Gradiant is backed by a board that includes representatives of the three Galician universities (Vigo, Santiago and A Coruña) and seven companies from the telecommunications industry: Altia, Arteixo Telecom, Egatel, Indra, Plexus, R, Telefónica, Televés; and INEO business association.
Gradiant is positioned as a technology partner for the industry, oriented to their needs in the ICT field. They are contributing with national and international experience in technologies for security and privacy; processing of multimedia signals; Internet of Things; Natural Language Processing, biometrics and data analytics; and advanced communications systems.
Lingsoft
Lingsoft Oy and its sister company Lingsoft Language Services Oy are part of the Lingsoft Group with a consolidated turnover of about 12,5 million euros in 2019 making us one of the 100 largest language service providers in the world. Founded in 1986, Lingsoft is a reliable, experienced and innovative partner. Lingsoft makes available a wide variety of language technology solutions and language services, designed for the analysis, processing and utilization of written and spoken language. Our solutions are making the text FAIR - Findable, Accessible, Interoperable and Reusable in online society. Lingsoft's core technologies and solutions have been tested by tens of millions of users around the world as part of the Microsoft Office suite of proofing tools. Lingsoft is the coordinator of the “Microservices at Your Service”.
Reykjavik University
Reykjavik University is a dynamic international university with 3800 registered students and 250 permanent faculty and staff. The university focuses on research, excellence in teaching, entrepreneurship, technology development, and co-operation with the business community. The Language and Voice Lab (LVL) was established in 2016 as a part of the research center in Artificial Intelligence with the aim of carrying out research and development in speech and language processing. LVL is part of the Icelandic National Language Technology Programme. This is a consortium of universities, institutions, associations, and private companies with the aim of ensuring that Icelandic can be supported in modern language technology applications.
University of Tartu
University of Tartu is the leading centre of research and training in Estonia.
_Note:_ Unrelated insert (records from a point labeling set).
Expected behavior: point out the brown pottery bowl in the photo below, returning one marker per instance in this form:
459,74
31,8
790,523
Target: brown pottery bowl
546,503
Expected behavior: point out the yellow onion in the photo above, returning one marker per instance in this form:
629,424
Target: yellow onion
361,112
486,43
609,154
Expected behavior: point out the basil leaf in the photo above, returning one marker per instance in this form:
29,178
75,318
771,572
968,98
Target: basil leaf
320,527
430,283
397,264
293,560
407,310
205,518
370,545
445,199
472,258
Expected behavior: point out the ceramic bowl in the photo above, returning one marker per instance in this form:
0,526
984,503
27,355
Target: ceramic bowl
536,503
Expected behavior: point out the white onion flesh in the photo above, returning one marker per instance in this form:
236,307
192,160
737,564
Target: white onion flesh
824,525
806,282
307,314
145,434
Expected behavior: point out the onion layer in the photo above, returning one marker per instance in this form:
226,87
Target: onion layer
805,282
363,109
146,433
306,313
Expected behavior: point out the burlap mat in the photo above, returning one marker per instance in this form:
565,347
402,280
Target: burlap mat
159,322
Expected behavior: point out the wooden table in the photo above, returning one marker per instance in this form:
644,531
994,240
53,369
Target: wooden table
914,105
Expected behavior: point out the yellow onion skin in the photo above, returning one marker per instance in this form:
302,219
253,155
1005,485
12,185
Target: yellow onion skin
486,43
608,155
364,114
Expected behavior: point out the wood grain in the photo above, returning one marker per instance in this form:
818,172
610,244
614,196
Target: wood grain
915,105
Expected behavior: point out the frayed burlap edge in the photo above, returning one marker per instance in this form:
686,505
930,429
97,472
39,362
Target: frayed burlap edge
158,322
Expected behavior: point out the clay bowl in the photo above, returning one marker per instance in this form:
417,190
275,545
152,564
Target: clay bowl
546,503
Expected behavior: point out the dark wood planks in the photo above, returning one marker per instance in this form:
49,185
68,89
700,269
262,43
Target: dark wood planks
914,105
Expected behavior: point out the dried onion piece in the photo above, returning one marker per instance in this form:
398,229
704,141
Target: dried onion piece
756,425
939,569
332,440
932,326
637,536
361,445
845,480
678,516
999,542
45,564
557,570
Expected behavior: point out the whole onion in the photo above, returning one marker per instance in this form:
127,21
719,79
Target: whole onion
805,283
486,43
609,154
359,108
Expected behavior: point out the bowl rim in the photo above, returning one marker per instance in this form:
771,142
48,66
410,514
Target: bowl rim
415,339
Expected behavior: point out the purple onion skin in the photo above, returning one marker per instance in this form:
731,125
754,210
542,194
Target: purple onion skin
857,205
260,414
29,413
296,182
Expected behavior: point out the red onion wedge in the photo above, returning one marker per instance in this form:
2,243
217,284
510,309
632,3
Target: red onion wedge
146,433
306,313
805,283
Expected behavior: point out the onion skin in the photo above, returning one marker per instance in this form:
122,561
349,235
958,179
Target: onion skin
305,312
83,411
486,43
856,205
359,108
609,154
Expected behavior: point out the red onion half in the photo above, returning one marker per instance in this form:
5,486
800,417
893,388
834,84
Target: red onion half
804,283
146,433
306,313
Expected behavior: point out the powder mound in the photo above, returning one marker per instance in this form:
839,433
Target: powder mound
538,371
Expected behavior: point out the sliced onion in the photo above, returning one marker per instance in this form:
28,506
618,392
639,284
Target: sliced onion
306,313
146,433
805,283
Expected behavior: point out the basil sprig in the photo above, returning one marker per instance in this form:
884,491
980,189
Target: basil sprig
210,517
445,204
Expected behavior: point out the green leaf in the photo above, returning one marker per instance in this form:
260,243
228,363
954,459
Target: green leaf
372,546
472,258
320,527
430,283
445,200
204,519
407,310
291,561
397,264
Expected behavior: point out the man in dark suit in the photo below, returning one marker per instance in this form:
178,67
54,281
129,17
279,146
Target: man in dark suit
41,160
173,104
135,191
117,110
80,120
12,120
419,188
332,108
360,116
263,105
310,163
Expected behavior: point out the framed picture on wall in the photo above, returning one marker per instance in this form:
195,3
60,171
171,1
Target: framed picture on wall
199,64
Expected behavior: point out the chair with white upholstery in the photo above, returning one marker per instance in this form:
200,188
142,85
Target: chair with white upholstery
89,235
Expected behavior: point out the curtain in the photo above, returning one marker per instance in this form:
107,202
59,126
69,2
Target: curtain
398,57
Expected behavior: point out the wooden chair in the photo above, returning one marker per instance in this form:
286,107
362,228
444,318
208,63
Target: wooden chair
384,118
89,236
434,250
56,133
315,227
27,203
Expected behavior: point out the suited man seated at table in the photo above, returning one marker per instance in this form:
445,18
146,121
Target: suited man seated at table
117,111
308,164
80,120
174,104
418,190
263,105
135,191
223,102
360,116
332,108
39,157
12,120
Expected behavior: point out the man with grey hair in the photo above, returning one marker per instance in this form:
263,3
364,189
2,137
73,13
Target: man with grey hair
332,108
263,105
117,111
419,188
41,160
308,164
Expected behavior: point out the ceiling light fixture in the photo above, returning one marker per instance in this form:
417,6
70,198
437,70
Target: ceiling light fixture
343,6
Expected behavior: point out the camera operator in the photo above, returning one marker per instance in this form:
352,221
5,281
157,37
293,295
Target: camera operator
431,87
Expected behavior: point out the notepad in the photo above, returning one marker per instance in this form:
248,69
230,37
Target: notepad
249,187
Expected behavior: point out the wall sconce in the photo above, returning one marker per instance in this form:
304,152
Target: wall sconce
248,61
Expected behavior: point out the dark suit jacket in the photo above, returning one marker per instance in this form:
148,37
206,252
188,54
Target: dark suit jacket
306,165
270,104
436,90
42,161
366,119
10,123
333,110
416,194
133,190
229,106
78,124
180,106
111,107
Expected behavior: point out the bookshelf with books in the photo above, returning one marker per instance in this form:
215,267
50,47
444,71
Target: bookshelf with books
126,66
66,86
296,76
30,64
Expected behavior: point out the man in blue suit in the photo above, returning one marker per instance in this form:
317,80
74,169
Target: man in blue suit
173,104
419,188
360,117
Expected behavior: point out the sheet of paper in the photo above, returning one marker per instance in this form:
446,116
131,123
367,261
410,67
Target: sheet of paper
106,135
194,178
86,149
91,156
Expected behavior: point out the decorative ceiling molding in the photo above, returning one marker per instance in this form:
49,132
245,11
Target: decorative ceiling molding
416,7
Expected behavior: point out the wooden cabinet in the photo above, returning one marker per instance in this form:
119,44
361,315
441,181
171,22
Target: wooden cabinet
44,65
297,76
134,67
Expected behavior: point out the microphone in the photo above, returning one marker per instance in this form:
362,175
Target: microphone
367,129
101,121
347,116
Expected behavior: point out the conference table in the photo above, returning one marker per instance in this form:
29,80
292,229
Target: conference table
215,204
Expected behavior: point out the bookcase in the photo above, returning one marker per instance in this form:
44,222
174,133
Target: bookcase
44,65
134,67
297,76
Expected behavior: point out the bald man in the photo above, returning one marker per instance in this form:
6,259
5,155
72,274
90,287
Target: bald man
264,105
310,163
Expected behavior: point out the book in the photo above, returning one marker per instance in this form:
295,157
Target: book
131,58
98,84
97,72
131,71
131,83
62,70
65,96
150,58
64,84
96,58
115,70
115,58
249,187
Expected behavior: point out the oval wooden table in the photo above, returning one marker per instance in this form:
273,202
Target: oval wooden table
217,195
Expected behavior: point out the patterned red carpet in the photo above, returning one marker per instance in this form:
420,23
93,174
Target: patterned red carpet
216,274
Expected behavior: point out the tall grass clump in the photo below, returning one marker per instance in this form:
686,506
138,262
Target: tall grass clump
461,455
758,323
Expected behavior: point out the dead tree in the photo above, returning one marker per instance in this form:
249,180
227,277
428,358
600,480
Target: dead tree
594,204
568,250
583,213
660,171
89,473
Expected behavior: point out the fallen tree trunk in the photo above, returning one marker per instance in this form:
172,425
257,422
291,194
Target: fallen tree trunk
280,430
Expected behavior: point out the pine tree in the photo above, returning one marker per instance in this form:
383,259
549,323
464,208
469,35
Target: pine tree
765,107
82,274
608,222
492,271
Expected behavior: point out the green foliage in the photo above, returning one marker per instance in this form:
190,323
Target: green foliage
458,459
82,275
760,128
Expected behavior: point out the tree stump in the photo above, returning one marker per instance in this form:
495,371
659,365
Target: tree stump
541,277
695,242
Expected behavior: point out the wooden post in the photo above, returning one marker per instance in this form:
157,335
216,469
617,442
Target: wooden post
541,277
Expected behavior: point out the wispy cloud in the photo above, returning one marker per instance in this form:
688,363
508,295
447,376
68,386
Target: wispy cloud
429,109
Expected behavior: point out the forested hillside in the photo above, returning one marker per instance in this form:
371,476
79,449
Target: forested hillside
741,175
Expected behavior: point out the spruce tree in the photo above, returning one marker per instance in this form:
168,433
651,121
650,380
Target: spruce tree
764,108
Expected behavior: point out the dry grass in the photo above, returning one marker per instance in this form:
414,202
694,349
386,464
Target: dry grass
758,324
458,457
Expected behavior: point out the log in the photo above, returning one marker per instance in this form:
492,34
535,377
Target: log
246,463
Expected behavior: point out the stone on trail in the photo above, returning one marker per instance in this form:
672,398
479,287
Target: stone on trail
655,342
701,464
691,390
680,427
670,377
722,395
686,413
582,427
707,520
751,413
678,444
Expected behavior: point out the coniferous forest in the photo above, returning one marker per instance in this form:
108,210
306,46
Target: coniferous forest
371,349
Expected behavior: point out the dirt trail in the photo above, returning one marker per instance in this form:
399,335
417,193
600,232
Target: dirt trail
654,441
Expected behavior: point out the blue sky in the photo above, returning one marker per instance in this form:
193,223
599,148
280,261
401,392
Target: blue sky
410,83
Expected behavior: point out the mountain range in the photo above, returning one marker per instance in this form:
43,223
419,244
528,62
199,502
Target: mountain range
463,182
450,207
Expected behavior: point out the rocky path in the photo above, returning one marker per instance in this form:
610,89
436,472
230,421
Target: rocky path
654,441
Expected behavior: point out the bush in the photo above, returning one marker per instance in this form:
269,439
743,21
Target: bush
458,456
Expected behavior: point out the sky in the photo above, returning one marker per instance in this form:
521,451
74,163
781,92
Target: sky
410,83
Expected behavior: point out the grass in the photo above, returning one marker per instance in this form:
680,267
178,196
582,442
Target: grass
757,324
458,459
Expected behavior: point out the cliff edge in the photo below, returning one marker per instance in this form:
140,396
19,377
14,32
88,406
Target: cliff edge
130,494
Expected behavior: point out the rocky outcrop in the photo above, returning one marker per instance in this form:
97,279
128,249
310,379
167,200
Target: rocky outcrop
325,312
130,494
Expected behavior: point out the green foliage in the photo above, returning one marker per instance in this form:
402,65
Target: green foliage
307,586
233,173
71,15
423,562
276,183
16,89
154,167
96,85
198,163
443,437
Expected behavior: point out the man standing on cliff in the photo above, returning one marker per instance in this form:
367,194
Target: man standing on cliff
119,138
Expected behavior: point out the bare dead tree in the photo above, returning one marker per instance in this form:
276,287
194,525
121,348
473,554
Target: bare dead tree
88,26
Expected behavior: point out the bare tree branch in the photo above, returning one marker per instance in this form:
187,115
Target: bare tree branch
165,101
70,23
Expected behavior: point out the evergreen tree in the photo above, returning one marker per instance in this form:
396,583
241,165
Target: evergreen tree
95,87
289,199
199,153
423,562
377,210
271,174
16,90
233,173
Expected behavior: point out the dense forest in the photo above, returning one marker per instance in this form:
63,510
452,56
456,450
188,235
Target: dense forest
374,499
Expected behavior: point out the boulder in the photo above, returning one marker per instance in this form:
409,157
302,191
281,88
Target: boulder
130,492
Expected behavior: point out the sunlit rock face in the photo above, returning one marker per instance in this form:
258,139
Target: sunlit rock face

It preserves the culture of the Estonian people and spearheads the country's reputation in research and provision of higher education. University of Tartu is the leading partner of the Center of Estonian Language Resources (CELR) consortium, other partners are Tallinn University of Technology, Institute of the Estonian Language and Estonian Literary Museum. The goal of CELR is to create and manage an infrastructure to make the Estonian language digital resources (dictionaries, corpora, various language databases) and language technology tools (software) available to everyone working with digital language materials. The main users of CELR are researchers from Estonian R&D institutions and Social Sciences and Humanities researchers all over the world via the CLARIN ERIC network of similar centers in Europe.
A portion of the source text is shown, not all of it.